Formation en ligne

Section 3 – Que faire ?

  1. Vers une politique d’inclusion
  2. Principes d’enseignement de la lecture et de l’orthographe aux élèves dyslexiques
  3. Quelques principes et outils multisensoriels pour enseigner la lecture, l’orthographe, la compréhension et la composition
  4. Développer la mémoire, la concentration et l’organisation
  5. L’importance des aides technologiques (en consultation avec Judith Stansfield)
  6. Les styles d’apprentissage
  7. Résumé
  8. Testez vos connaissances
  9. Sources

1. Vers une politique d’inclusion

 

1.1 Principes de l’inclusion

Cette partie explique les droits de l’enfant, les considérations pratiques et ce qui peut être fait afin de fournir un environnement inclusif aux enfants présentant des troubles d’apprentissage tels que la dyslexie.

1.1.1 Qu’est-ce que l’inclusion ?

L’UNESCO considère que l’inclusion est un droit humain fondamental :

« L’éducation de qualité inclusive est fondée sur le droit de tous à une éducation de qualité qui réponde aux besoins d’apprentissage essentiels et enrichisse l’existence des apprenants.
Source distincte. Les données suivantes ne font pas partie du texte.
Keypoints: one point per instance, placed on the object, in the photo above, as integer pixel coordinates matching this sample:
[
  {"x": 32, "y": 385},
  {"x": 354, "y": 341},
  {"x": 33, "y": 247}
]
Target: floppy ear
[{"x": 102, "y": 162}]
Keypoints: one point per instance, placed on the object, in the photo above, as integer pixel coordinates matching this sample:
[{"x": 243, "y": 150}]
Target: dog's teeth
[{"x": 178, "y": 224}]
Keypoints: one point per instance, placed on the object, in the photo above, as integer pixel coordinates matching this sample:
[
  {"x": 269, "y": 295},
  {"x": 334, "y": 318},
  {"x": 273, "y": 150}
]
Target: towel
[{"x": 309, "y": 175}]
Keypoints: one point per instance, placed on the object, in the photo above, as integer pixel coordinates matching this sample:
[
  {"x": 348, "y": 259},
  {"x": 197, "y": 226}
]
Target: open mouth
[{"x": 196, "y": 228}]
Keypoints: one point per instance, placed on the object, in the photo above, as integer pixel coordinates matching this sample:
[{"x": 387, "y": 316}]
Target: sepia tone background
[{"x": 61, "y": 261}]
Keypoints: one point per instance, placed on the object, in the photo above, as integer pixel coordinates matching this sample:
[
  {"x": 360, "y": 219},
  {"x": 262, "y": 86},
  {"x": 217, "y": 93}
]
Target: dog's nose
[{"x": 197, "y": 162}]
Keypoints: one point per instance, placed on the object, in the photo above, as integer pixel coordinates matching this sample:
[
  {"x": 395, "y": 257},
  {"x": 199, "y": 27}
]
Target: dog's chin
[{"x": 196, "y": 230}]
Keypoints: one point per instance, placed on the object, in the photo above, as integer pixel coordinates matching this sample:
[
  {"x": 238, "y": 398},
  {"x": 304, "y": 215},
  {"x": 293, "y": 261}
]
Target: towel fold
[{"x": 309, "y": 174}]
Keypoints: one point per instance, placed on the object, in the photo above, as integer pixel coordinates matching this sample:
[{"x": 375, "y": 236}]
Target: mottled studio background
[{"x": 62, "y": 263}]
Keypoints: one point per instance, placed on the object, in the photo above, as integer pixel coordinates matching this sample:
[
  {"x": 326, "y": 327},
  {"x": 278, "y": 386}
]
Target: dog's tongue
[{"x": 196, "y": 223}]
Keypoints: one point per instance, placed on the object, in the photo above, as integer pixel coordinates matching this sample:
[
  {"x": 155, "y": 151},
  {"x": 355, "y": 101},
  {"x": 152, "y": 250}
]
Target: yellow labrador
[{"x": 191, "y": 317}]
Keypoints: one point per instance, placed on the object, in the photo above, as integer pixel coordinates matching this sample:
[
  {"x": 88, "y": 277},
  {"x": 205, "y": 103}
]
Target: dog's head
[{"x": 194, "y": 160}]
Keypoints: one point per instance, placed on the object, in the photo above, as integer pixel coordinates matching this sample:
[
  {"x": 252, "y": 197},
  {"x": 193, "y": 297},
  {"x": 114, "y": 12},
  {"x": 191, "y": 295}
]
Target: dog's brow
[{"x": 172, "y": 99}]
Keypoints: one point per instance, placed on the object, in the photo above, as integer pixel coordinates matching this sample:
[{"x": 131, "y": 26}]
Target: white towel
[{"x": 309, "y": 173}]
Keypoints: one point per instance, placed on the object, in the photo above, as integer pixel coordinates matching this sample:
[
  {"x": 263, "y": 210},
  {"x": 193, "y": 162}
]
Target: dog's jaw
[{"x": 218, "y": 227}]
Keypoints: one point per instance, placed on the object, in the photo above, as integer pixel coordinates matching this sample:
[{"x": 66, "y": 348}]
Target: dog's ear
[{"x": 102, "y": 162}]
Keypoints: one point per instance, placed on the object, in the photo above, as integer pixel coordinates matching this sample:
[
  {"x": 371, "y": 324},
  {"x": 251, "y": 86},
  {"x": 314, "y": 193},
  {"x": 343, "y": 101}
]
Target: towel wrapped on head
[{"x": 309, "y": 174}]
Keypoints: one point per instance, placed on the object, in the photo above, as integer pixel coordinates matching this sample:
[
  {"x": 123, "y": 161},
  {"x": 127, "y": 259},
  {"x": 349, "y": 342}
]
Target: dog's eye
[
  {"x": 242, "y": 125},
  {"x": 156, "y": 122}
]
Axée en particulier sur les groupes vulnérables et défavorisés, elle s’efforce de développer pleinement le potentiel de chaque individu.

Le but ultime de l’éducation de qualité inclusive est d’en finir avec toute forme de discrimination et de favoriser la cohésion sociale. »

Extrait de : www.unesco.org/education/inclusive

Dans cette perspective, le rôle de l’enseignant est d’aider chaque élève à développer ses potentiels au maximum dans un environnement harmonieux dans lequel les élèves se respectent mutuellement et où tous les élèves, quelles que soient leurs difficultés d’apprentissage, ne soient pas séparés des autres.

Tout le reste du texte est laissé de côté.